Treatment of Restless Leg Syndrome
Conservative Treatment for Restless Leg Syndrome
Mild to moderate forms of RLS are improved by changes in diet and lifestyles.
- Avoiding use of tobacco, alcohol or coffee can positively relieve symptoms many a times.
- In secondary RLS, the treatment of the underlying conditions often effectively improves the condition.
- Your doctor may advise iron and vitamin supplements if required.
- Anticonvulsants like gabapentine are prescribed when the symptoms cause pain.
- Sedatives (benzodiazepines and opioid derivatives) can help one sleep better.
- Magnesium supplements (magnesium oxide and magnesium gluconate) provide relief in many cases.
- Dopamine agonists are also used wide to control RLS.
Tips on living with RLS
- Try avoiding all foods and substances that aggravate or trigger your symptoms.

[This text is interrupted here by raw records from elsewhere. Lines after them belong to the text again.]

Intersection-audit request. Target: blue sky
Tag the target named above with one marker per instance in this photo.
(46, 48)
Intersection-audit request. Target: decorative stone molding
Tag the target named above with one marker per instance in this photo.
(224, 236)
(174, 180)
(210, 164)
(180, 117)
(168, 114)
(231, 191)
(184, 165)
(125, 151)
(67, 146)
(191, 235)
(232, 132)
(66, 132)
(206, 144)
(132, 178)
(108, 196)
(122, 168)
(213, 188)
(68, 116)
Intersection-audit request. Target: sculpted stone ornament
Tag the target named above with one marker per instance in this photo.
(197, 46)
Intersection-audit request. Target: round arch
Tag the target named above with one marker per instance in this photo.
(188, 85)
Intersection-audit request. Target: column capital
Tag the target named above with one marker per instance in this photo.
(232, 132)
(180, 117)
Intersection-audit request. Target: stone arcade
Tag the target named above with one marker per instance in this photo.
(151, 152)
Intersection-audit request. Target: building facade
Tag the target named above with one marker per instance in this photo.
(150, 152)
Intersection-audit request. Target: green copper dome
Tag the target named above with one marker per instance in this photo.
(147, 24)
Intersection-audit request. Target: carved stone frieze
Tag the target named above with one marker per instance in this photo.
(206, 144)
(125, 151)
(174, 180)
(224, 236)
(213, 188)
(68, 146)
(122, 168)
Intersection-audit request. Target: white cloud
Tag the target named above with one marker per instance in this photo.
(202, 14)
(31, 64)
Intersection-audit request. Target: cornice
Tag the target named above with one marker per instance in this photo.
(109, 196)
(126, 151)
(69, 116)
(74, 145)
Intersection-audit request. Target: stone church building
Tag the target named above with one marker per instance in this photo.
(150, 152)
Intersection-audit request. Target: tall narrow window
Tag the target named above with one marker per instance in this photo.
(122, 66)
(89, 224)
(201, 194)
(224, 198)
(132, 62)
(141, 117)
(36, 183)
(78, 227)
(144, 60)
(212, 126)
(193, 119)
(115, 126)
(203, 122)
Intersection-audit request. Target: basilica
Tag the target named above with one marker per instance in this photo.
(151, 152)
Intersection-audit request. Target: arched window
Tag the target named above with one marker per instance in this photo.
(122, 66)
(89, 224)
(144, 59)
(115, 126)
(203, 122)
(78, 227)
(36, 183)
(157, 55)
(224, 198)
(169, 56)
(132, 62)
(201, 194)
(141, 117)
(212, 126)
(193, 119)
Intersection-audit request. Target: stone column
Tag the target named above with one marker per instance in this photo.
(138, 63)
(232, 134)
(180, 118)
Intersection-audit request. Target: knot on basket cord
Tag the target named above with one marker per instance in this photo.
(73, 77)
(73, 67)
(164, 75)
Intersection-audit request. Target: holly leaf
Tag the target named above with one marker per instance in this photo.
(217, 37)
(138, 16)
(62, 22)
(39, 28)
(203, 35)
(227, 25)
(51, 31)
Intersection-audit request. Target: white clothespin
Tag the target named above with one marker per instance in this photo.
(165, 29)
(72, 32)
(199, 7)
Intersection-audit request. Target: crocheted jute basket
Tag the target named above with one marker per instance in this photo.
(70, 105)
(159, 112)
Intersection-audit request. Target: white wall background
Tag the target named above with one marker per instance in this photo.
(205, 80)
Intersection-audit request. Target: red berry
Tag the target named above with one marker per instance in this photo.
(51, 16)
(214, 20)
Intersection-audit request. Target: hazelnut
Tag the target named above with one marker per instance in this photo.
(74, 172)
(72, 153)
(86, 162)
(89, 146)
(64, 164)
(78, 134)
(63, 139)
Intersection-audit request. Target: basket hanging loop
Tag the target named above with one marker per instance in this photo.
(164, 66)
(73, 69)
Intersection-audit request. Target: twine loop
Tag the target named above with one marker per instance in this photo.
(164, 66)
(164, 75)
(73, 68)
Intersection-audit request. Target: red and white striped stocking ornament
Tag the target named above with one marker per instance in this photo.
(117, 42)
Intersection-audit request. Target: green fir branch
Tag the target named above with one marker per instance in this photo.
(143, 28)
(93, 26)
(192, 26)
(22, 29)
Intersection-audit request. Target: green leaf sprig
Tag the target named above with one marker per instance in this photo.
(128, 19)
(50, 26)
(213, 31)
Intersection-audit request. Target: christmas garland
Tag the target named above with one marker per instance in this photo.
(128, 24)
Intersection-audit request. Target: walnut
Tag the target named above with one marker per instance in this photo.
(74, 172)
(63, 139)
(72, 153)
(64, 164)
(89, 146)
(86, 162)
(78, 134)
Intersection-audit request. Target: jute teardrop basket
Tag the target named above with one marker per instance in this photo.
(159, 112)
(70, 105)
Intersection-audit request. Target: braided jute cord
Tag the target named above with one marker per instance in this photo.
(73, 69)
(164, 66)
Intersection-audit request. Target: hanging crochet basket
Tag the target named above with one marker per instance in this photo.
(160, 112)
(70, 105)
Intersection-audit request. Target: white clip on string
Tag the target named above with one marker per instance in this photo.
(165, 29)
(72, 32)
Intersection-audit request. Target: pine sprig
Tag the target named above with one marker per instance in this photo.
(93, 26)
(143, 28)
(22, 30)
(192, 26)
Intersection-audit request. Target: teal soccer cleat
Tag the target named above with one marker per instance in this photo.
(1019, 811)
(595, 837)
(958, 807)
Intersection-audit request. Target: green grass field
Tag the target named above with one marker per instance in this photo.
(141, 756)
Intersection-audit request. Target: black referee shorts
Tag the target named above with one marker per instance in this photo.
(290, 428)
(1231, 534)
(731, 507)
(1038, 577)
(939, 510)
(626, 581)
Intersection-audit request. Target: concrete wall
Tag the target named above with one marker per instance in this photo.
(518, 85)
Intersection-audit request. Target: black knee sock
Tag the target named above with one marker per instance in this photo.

- Be cautious when using over-the-counter drugs. Check with your local physician before opting for them.
- Indulge in activities that relieve your symptoms.
- Walking and stretching
- Warm water baths just before retiring to bed.
- Soak your feet in hot water just before going to sleep.
- Eat foods rich in magnesium content e.g. almonds, bananas etc.
- Keep your mind preoccupied in a mind game before going to sleep.
- Avoid being in situations with potential to worsen your symptoms, e.g. the theater in the evenings.